В 1918 году Мережковские и Философов еще пытались, как и большинство петроградской интеллигенции, поддерживать дореволюционный «бытовой строй». Летом они даже выбираются на дачу в Дружноселье под Петроградом, где знакомятся с Владимиром Ананьевичем Злобиным, отдыхавшим там же с матерью. С этого момента Злобин оказывается вовлеченным в их «орбиту» и постепенно становится ближайшим доверенным лицом и единомышленником (в недалеком будущем, в эмигрантские годы, после ухода Философова, Злобин займет образовавшуюся в «трио» «вакансию» [25] ).
25
В. А. Злобин (1894–1967) дебютировал как поэт, будучи студентом историко-филологического факультета Петроградского университета. Он был участником литературного кружка «Арион», издавшего в 1918 году одноименный стихотворный сборник. В 1919 году Злобин становится секретарем Мережковских и эмигрирует вместе с ними.
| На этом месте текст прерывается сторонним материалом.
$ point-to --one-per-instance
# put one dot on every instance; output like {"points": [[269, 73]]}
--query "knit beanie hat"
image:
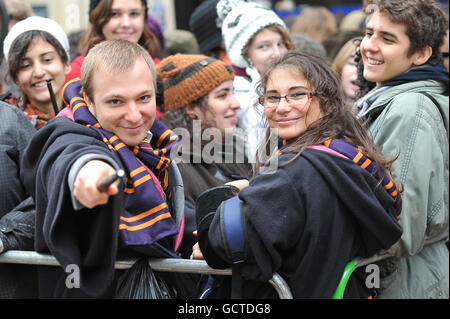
{"points": [[240, 21], [94, 3], [188, 77], [39, 24], [203, 24]]}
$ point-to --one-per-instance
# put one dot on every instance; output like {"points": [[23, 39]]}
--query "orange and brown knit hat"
{"points": [[186, 78]]}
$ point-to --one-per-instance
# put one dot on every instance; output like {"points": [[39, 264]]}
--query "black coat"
{"points": [[198, 177], [306, 221]]}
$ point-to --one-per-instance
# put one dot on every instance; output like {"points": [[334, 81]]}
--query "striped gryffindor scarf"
{"points": [[145, 218], [361, 159]]}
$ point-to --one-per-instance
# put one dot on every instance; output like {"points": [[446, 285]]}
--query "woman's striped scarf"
{"points": [[145, 218], [357, 155]]}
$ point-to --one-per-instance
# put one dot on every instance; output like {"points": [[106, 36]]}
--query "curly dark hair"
{"points": [[338, 122]]}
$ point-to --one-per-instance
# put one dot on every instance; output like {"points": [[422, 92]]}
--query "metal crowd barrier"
{"points": [[157, 264]]}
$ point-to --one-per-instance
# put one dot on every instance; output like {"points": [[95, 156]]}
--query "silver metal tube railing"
{"points": [[157, 264]]}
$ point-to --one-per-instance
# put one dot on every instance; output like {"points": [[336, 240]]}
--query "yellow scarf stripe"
{"points": [[366, 163], [76, 107], [137, 171], [162, 137], [144, 214], [113, 139], [145, 225], [142, 180], [119, 146], [66, 85], [358, 157]]}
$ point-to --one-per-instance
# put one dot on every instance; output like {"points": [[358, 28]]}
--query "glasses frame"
{"points": [[309, 95]]}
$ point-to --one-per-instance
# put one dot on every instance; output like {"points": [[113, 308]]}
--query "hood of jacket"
{"points": [[374, 209]]}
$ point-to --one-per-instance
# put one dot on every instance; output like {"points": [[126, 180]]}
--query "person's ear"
{"points": [[422, 56]]}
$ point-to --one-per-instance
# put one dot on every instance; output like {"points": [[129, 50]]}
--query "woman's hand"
{"points": [[241, 183], [85, 186]]}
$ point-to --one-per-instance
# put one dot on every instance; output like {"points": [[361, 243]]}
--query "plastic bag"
{"points": [[140, 282]]}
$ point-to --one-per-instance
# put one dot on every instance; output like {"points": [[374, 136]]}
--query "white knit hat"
{"points": [[39, 24], [240, 21]]}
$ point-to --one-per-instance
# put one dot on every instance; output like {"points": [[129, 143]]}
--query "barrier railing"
{"points": [[157, 264]]}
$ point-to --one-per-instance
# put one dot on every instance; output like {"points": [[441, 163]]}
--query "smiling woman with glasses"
{"points": [[295, 98], [329, 199]]}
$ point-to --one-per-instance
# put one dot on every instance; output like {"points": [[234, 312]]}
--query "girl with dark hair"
{"points": [[199, 99], [329, 199], [116, 19], [37, 51]]}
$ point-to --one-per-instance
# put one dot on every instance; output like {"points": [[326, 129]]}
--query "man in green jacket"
{"points": [[407, 114]]}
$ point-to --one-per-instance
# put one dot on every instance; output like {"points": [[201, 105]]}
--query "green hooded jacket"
{"points": [[405, 122]]}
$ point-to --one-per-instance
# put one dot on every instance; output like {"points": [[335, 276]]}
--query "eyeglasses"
{"points": [[296, 98]]}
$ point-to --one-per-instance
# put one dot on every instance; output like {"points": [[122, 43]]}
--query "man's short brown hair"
{"points": [[114, 57], [425, 22]]}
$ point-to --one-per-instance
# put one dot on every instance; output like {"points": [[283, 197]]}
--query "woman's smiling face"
{"points": [[291, 119]]}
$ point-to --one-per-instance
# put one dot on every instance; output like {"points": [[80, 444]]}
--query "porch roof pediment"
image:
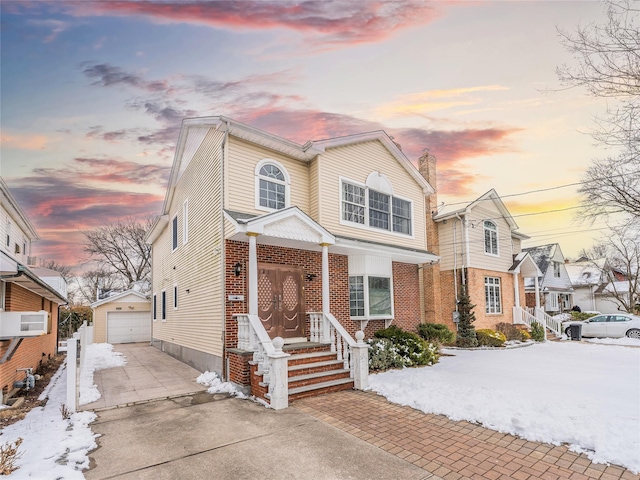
{"points": [[287, 224]]}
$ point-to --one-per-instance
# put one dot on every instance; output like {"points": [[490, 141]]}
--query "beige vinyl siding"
{"points": [[314, 189], [240, 193], [447, 248], [197, 265], [130, 303], [517, 245], [356, 162], [479, 259]]}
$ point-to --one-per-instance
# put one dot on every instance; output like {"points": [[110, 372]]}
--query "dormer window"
{"points": [[272, 185], [490, 238]]}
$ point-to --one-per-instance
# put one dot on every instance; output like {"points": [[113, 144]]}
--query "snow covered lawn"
{"points": [[585, 395], [52, 447]]}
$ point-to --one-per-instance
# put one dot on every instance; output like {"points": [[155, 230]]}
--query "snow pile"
{"points": [[631, 342], [585, 395], [211, 380], [97, 357], [52, 447]]}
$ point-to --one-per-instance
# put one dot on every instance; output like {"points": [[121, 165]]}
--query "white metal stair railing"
{"points": [[267, 354], [353, 353], [548, 321]]}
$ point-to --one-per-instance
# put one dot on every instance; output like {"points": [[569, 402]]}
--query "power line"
{"points": [[540, 190]]}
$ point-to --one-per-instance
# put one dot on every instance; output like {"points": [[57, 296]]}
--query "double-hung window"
{"points": [[370, 296], [174, 233], [353, 203], [490, 238], [493, 303], [272, 187], [155, 306], [368, 207]]}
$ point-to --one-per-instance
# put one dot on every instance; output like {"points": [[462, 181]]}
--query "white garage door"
{"points": [[128, 327]]}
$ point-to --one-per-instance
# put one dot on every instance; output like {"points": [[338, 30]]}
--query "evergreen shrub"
{"points": [[436, 333], [537, 331], [396, 348], [490, 338]]}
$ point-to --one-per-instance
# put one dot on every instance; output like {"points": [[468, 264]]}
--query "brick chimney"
{"points": [[431, 299]]}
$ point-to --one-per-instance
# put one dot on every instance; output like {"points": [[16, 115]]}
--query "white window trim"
{"points": [[365, 225], [154, 307], [185, 222], [499, 285], [163, 305], [287, 184], [175, 296], [484, 244], [174, 218], [365, 283]]}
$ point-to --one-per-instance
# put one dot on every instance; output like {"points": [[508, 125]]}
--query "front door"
{"points": [[281, 300]]}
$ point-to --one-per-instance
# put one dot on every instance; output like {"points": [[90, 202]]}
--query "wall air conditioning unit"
{"points": [[23, 324]]}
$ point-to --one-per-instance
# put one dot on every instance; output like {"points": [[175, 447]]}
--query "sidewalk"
{"points": [[148, 375], [451, 450]]}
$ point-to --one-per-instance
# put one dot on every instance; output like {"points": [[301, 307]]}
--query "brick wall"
{"points": [[405, 289], [32, 351], [475, 283]]}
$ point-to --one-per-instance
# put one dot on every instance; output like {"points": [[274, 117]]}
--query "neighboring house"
{"points": [[586, 278], [122, 318], [260, 237], [28, 304], [480, 249], [554, 283]]}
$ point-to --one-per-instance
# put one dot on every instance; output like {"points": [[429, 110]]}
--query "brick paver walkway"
{"points": [[448, 449]]}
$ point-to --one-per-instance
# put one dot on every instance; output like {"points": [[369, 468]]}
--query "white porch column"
{"points": [[253, 273], [326, 304]]}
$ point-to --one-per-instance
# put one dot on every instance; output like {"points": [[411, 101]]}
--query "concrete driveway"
{"points": [[206, 436], [148, 375]]}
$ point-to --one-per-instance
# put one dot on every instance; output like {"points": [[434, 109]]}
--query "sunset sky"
{"points": [[93, 94]]}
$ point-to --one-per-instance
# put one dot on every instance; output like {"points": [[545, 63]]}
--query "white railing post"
{"points": [[360, 355], [72, 374], [279, 381]]}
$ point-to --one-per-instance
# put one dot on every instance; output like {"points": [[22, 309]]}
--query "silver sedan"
{"points": [[607, 325]]}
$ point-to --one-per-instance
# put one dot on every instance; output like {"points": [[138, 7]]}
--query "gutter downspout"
{"points": [[223, 257]]}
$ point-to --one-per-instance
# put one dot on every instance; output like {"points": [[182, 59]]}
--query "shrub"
{"points": [[490, 338], [511, 332], [466, 337], [8, 456], [395, 348], [436, 333], [537, 331]]}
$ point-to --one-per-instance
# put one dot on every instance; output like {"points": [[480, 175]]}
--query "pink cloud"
{"points": [[337, 21]]}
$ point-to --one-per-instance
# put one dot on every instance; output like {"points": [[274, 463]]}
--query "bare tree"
{"points": [[63, 270], [621, 248], [119, 247], [607, 64], [93, 281]]}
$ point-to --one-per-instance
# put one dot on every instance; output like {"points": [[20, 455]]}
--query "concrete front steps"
{"points": [[315, 370]]}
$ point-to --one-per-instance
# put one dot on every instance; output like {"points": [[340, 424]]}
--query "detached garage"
{"points": [[122, 318]]}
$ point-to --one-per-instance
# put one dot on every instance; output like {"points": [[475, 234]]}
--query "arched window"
{"points": [[490, 238], [272, 184]]}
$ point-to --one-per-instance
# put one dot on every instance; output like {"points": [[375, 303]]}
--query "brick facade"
{"points": [[32, 351], [405, 290]]}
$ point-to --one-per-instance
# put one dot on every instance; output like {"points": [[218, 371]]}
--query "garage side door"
{"points": [[128, 327]]}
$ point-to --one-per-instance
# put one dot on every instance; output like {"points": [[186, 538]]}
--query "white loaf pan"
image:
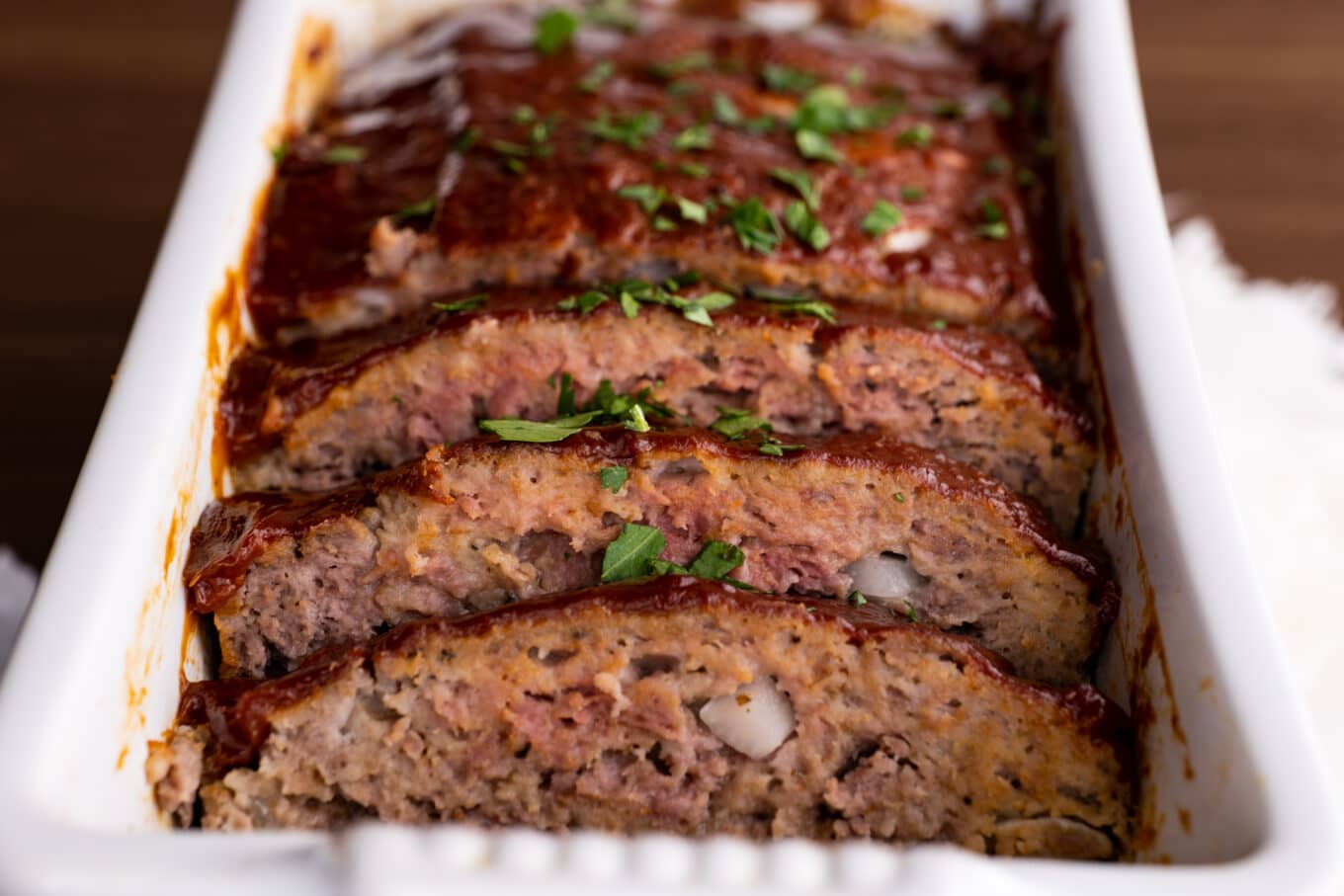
{"points": [[1231, 794]]}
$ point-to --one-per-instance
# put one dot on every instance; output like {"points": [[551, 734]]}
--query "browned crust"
{"points": [[302, 264], [234, 530], [238, 711], [271, 387]]}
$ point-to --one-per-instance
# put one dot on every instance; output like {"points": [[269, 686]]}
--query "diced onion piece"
{"points": [[754, 719], [906, 239], [884, 578]]}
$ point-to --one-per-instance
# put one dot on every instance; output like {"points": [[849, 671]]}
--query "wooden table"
{"points": [[1246, 101]]}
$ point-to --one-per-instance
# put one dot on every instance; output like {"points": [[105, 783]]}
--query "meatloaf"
{"points": [[680, 705], [320, 414], [485, 522], [488, 148]]}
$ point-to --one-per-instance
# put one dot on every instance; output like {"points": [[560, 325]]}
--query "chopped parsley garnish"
{"points": [[633, 293], [715, 560], [918, 134], [948, 109], [995, 165], [694, 137], [795, 302], [608, 407], [508, 148], [992, 220], [552, 30], [612, 14], [760, 125], [803, 224], [634, 553], [691, 211], [785, 79], [422, 208], [631, 552], [648, 197], [682, 64], [756, 226], [613, 478], [801, 183], [827, 111], [724, 111], [630, 130], [814, 145], [466, 140], [596, 77], [462, 305], [736, 424], [881, 219], [344, 155]]}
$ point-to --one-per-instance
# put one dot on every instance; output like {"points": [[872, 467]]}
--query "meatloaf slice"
{"points": [[485, 522], [678, 704], [823, 159], [320, 414]]}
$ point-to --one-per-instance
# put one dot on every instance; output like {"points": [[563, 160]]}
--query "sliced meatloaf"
{"points": [[478, 152], [320, 414], [485, 522], [679, 705]]}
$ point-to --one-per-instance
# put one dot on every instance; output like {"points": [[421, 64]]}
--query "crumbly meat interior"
{"points": [[501, 522], [970, 395], [590, 719]]}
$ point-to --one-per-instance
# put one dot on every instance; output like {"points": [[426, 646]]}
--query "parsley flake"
{"points": [[805, 226], [795, 302], [785, 79], [881, 219], [694, 137], [801, 183], [816, 146], [344, 155], [462, 305], [756, 226], [613, 478], [630, 130], [631, 552], [552, 30]]}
В эмиграции Владимир Ананьевич был влиятельным участником литературной жизни «русского Парижа», секретарем собраний «Зеленая лампа», соредактором журнала «Новый корабль», входил в Союз русских писателей и журналистов. Злобин оставил книгу воспоминаний о З. Н. Гиппиус «Тяжелая душа».
Осенние месяцы также, по выражению Гиппиус, были «похожи на жизнь», а далее общая российская катастрофа увлекает и Мережковских. «Голод, тьма, постоянные обыски, ледяной холод, тошная, грузная атмосфера лжи и смерти, которой мы дышали, – все это было несказанно тяжело. Но еще тяжелее – ощущение полного бессилия, полной невозможности какой бы то ни было борьбы с тем, что вокруг нас происходило».
Зимой приходилось мерзнуть. «Добрый чиновник из комиссариата Внутренних дел прислал нам немного дров из крематория; обещал также прислать из кладбищенских рощ, которые будут рубить на дрова. Но этих мертвецких дров нам не хватило. Кое-как отапливали две-три комнаты; остальные заперли. Сидели в шубах. Глядя на библиотеку, утешался мыслью, что можно будет топить сначала полками, а потом книгами», – отмечал в «Записных книжках» Мережковский.